Selama makan malam bersama, hanya Jimin dan Nayeon yang berbicara. Elena hanya diam sembari memakan makanan tersebut, ia ingin pergi dari ruang makan. Dirinya muak melihat Jimin dan Nayeon yang terus bercanda.
Percakapan keduanya berhenti disaat ponsel Nayeon berdering. Wanita itu mengambilnya kemudian mengangkatnya. Wajah wanita itu terlihat serius.
"Jimin, aku pulang dulu. Ada urusan yang harus ku selesaikan." Jimin mengangguk dan beranjak berdiri. "Elena, Bibi pulang dulu, ya?" Elena hanya mengangguk pelan tanpa menatap Nayeon dan Nayeon tidak mempedulikannya.
"Aku akan mengantarmu sampai ke depan, sebenarnya aku belum puas bercerita denganmu."
"Aku akan datang lagi, Park."
"Iya, selesaikan urusanmu terlebih dahulu, sayang." Keduanya pun tengah berjalan ke pintu utama meninggalkan Elena yang menatap mereka.
Gadis itu sudah menyelesaikan acara makannya, dia berjalan ke arah wastafel dan mencuci piring tersebut, setelahnya, dia pergi ke kamar dan menguncinya.

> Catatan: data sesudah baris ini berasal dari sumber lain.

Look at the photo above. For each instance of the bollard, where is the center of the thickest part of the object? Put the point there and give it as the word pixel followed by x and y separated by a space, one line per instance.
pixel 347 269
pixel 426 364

Seharusnya, hanya dia saja dan Jimin yang berada di rumah pria itu. Tidak ada yang boleh mengganggu dirinya dengan Jimin, pikir Elena.

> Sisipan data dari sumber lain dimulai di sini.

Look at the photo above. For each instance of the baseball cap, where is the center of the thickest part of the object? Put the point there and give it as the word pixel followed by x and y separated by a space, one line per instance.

Saat ini, Elena hanya bermain ponsel. Sedang bertukar pesan dengan Jaemin—sahabatnya. Gadis itu mengajak Jaemin untuk berangkat dan pulang sekolah bersama keesokan harinya.
Sibuk bertukar pesan dengan Jaemin hingga dia tidak sadar jika Jimin terus mengetuk pintu dan memanggil dirinya. Elena tersadar disaat ketukan itu semakin kencang dan teriakan Jimin yang terdengar khawatir. Gadis itu menghela napas kemudian membawa kakinya untuk turun dari ranjang.

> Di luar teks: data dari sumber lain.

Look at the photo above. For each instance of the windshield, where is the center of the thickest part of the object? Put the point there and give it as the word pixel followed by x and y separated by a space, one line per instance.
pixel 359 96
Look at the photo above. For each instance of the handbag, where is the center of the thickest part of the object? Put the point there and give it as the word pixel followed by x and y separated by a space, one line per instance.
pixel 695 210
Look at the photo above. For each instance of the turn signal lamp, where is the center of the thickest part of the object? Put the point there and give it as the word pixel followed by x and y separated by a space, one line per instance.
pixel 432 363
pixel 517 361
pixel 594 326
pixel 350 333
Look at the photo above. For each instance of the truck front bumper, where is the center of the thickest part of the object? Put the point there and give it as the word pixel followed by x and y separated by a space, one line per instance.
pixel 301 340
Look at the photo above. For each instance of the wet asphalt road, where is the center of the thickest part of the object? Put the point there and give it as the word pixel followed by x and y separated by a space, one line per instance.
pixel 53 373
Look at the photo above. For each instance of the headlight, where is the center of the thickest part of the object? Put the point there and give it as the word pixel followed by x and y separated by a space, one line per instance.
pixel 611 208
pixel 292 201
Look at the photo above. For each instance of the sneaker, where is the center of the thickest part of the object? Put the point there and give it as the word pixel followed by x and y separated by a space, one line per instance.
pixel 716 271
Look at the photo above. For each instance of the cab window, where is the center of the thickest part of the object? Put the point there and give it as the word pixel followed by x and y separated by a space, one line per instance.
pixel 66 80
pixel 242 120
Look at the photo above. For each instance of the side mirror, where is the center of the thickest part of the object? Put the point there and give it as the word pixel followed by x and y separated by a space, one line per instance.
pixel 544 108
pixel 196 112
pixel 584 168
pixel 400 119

Terlihat Jimin yang tengah menatapnya tajam disaat ia membuka pintu kamar.
"Kenapa kau mengunci pintu kamarmu?"
"Tadinya aku sedang mandi kemudian mengeringkan rambut dan mengganti pakaian." Dustanya, dia cukup merasa bersalah karena sudah berbohong kepada Jimin.
"Kenapa harus dikunci?"
"Jika aku sedang mengganti pakaian dan Paman masuk ke dalam kamarku, bagaimana nantinya?" Jimin terdiam sejenak, pria itu tidak menjawab. Jimin langsung saja masuk ke dalam kamar Elena. "Ya! Paman!" Jimin berbaring di ranjang milik gadis itu.
"Apa yang Paman lakukan?"
"Berbaring."
"Keluarlah Paman, aku ingin tidur."
"Tidur bersama Paman saja."
Gadis itu menghela napas kemudian berjalan ke arah meja belajar, dia akan belajar beberapa mata pelajaran sampai Jimin keluar dari kamarnya. Ia terlalu malas untuk bersama Jimin saat ini.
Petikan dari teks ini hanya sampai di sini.